Başta Almanya, İngiltere, Fransa ve Danimarka olmak üzere bazı Batı ülkelerinin Suriye Demokratik Güçleri’nin (DSG) tutuklu bulundurduğu IŞİD örgütü mensubu vatandaşlarını teslim almayı reddetmelerinin ardından tartışmalar sürüyor. ABD ve Koalisyon ülkeleri, Rojava Özerk Yönetimi ile birlikte söz konusu savaşçılar için özel bir uluslararası mahkeme kurulması yönünde çalışıyor.
DSG Dış İlişkiler Sorumlusu Dr. Abdülkerim Ömer, yabancı tutukluların ve ailelerinin dosyalarının Kürt yönetimi üzerinde büyük bir yük oluşturduğunu söyledi. Kürt yönetiminin defalarca yabancı ülkelere vatandaşlarını almaları ve kendi topraklarında yargılamaları çağrısında bulunduğunu dile getiren Ömer, ABD’nin de tüm çağrılarına rağmen Avrupa ülkelerinin çoğunluğunun vatandaşlarını almakta tereddüt ettiğini belirtti. Bu durumun Suriye dosyasındaki üst düzey ABD'li yetkilileri özyönetim temsilcileriyle yoğun toplantılar ve görüşmeler düzenlemeye sevk ettiğini belirten Dr. Ömer, söz konusu görüşmeler sırasında uluslararası bir mahkeme kurma, cezaevleri ve gözaltı merkezleri kurulmasının da gündeme geldiğini kaydetti.
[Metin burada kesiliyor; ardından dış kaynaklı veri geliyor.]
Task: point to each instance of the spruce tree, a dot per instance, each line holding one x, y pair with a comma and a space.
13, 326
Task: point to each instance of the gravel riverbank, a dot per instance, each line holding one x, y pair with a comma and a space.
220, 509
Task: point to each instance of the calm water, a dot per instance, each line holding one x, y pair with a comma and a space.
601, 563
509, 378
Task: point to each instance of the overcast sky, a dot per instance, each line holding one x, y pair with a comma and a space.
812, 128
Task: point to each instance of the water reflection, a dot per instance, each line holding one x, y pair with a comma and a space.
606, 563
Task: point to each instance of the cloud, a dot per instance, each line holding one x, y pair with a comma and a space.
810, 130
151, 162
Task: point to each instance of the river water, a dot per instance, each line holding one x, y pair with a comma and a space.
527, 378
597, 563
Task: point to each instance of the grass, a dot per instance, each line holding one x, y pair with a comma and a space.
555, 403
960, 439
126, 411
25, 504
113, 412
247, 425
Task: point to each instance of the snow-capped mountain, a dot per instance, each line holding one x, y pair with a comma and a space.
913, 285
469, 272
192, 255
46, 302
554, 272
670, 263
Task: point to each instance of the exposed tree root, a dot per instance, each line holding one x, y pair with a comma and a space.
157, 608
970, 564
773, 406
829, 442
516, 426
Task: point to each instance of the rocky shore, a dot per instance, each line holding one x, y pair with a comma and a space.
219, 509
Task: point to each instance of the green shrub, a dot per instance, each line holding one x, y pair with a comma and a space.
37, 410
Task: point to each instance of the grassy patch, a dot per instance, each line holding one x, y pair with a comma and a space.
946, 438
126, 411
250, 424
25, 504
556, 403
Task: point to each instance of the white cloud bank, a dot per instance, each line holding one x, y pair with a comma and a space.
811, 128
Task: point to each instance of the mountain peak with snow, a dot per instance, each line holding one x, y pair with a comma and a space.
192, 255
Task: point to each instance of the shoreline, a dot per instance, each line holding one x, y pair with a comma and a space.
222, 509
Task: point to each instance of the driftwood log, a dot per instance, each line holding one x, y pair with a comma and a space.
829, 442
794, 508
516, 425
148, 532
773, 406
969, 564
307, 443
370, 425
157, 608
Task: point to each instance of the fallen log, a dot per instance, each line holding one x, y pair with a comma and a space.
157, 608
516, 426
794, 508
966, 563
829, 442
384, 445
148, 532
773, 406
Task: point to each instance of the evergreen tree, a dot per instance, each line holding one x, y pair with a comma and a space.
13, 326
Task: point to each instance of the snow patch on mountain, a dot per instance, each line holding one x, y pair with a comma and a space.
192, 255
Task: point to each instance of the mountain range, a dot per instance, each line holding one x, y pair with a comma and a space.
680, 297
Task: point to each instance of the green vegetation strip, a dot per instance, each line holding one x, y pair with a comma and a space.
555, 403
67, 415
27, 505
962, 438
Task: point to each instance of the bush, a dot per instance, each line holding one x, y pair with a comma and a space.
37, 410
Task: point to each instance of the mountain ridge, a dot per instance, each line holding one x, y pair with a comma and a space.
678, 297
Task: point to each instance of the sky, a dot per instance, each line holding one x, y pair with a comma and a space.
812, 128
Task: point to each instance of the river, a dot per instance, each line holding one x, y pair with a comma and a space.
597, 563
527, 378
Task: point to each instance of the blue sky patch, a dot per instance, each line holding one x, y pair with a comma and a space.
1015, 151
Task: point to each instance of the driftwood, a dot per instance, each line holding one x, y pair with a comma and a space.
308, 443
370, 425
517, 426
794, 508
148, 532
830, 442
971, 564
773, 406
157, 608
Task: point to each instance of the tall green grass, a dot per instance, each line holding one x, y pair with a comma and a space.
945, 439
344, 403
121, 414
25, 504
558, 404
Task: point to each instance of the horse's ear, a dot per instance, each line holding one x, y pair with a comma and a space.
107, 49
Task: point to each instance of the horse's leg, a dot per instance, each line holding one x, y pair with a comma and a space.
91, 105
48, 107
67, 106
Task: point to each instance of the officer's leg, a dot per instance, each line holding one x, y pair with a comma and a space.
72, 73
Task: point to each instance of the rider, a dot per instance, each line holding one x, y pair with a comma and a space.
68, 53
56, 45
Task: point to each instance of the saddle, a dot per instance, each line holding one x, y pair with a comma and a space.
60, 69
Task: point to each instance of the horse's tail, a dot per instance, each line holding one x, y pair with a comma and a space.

Şarku’l Avsat’a açıklamalarda bulunan Dr. Abdülkerim Ömer, tutuklu örgüt savaşçıları dosyasının özyönetimin karşı karşıya kaldığı en büyük zorluklardan biri olduğunu söyledi. Bölgede yaklaşık 50 Batı ülkesinden gelen ve aralarında bin kadar yabancı savaşçının bulunduğu 6 bin tutuklu olduğunu belirten Dr. Ömer şu ifadeleri kullandı:
“Bu ülkelerin hükümetleri cihatçı vatandaşlarının geri dönmelerini reddetti. Bu nedenle, burada özel bir uluslararası mahkemenin kurulmasını istiyoruz. Nitekim söz konusu kişileri mahkum etmeye yetecek birçok kanıt, belge ve tanık var. Bu kişiler, uluslararası yasalara ve standartlara uygun olarak yargılanacaklar.”
Uluslararası Koalisyon ülkelerinin ve ABD’nin söz konusu mahkemenin kurulmasıyla ilgili tutumuna değinen Dr. Ömer açıklamasını şöyle sürdürdü:
“Uluslararası Koalisyon ülkelerinin siyasi danışmanları ve burada bizimle birlikte olan ABD Dışişleri Bakanlığı yetkilileriyle yaptığımız düzenli toplantılarda, tutukluların dosyasını ve uluslararası bir mahkeme kurma imkanını konuştuk. Prensipte böyle bir mahkemenin kabulü yönünde bir eğilim var. ABD yetkililerinin tutumları, Başkan Donald Trump'ın şubat ayında tüm devletlerin vatandaşlarını geri almaları çağrısıyla aynı doğrultuda.”
Dr. Ömer, söz konusu mahkemenin yapısı hakkında net bir detay olmadığını belirtti. Fakat özyönetim yargı kurumlarının her ülkedeki terörle ilgili uluslararası yasaları ve standartları incelediğini ve savaş suçlularına ilişkin uluslararası mahkemelerin mevzuatını göz önünde bulundurduğunu söyledi. Meselenin biraz zaman alacağını düşündüğünü dile getiren Ömer şu ifadeleri kullandı:
“Bu mahkemenin kurulması için uluslararası toplumun özyönetim ile iş birliği ve koordinasyon içinde olmasını bekliyoruz. Özellikle cezaevlerinin ve gözaltı merkezlerinin inşa edilmesi, on binlerce esirin ve örgüt ailelerinin bulunduğu kamp altyapısının düzenlenmesi, söz konusu kişilerin tedavi edilmeleri ve normal hayata adapte olmalarını sağlamak için rehabilitasyon merkezlerinin ve hastanelerin açılması konusunda yasal ve lojistik destekte bulunacağız.”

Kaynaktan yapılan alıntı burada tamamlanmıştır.